Verify that the connection used/configured contains the particular objects (databases/schemas/tables). If not, remap to a different connection and/or add the desired database/schema to the list of scanned resources.

_ssis_CouldNotFindConnectionManager_grouped.txt

_ssis_CouldNotFindConnectionManager.txt

The connection manager definition referenced in the dataflow task cannot be found.

Make sure that with:

  1. Package deployment (DTSX files), all package configurations are available to Automatic Data Lineage (DTSCONFIG files)
  2. Project deployment (ISPAC files), a complete ISPAC file is provided instead of individual DTSX files

_ssis_NoConnectionStringSet_Grouped.txt

_ssis_NoConnectionStringSet.txt

The connection string in the SSIS package is configured via parameter. The parameter is either empty or defined in runtime. Override the parameter value as described in SSIS Resource Configuration.
Netezza
_netezza_DeducedDatabase.txt

A Netezza script references a database that is not being scanned by Automatic Data Lineage or a placeholder that is not being correctly mapped.

Automatic Data Lineage creates a placeholder marked as "DEDUCED". This often results in duplicate objects and unconnected lineage.

Review the reported databases and add them to the Netezza connection and/or map the Netezza placeholder described in Netezza Resource Configuration.
Teradata, see Explanation of Teradata Connector Log Errors for more details
_teradataBteq_DeducedDatabase.txt

A BTEQ script references a database that is not being scanned by Automatic Data Lineage or a placeholder that is not being correctly mapped.

Automatic Data Lineage creates a placeholder marked as "DEDUCED". This often results in duplicate objects and unconnected lineage.

Review the reported databases and add them to the Teradata connection and/or map the BTEQ placeholder in Teradata Resource Configuration.
_teradataDdl_DeducedDatabase.txt

A Teradata macro, procedure, view, or function references a database that is not being scanned by Automatic Data Lineage or a placeholder that is not being mapped correctly.

Automatic Data Lineage creates a placeholder marked as "DEDUCED". This often results in duplicate objects and unconnected lineage.

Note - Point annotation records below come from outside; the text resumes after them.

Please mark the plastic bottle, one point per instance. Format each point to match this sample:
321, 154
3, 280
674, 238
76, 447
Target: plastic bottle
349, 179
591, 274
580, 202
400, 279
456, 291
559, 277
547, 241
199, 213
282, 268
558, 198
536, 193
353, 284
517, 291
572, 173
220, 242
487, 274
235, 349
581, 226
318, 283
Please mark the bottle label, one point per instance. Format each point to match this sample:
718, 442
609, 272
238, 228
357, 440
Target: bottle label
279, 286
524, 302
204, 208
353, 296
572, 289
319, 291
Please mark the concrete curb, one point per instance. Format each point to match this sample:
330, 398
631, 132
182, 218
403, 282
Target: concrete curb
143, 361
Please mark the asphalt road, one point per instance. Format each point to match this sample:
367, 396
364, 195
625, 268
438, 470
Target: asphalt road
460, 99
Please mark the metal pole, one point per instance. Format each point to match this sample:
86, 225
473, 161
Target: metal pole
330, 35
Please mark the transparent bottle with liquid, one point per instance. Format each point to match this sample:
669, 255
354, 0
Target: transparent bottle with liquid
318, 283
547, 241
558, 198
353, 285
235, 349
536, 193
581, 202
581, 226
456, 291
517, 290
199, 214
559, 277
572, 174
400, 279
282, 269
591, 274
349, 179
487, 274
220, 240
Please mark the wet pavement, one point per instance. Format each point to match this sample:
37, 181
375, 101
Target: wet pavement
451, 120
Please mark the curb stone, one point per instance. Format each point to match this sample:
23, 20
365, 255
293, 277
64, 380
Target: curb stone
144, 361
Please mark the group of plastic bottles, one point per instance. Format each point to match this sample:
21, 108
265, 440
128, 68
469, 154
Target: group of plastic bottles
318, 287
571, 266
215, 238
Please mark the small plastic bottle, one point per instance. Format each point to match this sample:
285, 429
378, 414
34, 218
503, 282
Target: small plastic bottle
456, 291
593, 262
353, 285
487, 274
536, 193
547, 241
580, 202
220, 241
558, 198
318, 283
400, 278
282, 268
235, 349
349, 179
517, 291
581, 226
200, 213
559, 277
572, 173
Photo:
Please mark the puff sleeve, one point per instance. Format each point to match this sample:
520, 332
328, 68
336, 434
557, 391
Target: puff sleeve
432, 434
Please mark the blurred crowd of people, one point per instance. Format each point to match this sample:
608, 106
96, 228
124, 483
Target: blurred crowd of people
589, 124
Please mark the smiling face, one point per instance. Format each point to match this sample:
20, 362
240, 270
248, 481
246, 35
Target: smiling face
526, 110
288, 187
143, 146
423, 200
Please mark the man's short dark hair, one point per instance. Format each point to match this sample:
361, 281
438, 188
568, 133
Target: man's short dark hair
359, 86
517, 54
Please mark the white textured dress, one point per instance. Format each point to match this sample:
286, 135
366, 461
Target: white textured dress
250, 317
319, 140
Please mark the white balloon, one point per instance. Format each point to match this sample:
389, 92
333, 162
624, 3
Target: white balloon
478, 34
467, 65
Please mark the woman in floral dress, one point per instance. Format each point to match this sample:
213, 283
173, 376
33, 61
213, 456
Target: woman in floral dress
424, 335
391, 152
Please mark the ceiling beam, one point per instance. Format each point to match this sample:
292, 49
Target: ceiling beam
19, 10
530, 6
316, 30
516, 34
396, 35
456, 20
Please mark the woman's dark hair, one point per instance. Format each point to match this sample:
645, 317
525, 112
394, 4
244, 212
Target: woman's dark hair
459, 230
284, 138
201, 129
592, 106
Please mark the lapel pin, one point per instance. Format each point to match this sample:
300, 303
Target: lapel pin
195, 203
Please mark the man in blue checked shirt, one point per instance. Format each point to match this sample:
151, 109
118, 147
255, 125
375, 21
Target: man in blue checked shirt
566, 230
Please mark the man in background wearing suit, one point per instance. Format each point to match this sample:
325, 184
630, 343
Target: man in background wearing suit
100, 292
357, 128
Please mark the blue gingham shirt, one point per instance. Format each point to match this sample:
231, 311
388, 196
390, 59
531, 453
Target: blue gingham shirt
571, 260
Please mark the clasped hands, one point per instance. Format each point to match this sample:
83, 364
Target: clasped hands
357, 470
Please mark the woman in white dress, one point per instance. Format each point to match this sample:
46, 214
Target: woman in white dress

Review the reported databases and add them to the Teradata connection.
MS SQL

_mssql_missingPriviledgeToDatabase.txt Cannot log in to the database extraction Verify the privileges required by Automatic Data Lineage as per MS SQL Server Integration Requirements.
_mssql_missingPriviledgeSelect.txt Missing privileges during extraction, most often due to the table sql_expression_dependencies Verify the privileges required by Manta as per MS SQL Server Integration Requirements.
_mssql_missingPriviledgeViewDefinition.txt Missing View (ANY) Definition during extraction Verify the privileges required by Automatic Data Lineage as per MS SQL Server Integration Requirements.
Oracle, see Explanation of Oracle Connector Log Errors for more details
_oracle_insufficientPrivileges.txt Missing privileges during extraction Verify the privileges required by Automatic Data Lineage as per Oracle Integration Requirements.
_oracle_noConnectionMapping.txt An Oracle script uses a connection (typically a database link) that could not have been automatically mapped to one of the database connections configured in Automatic Data Lineage. Identify the particular Oracle database connection and configure the manual mapping for that connection in the Manta Configurator application or configure a new connection.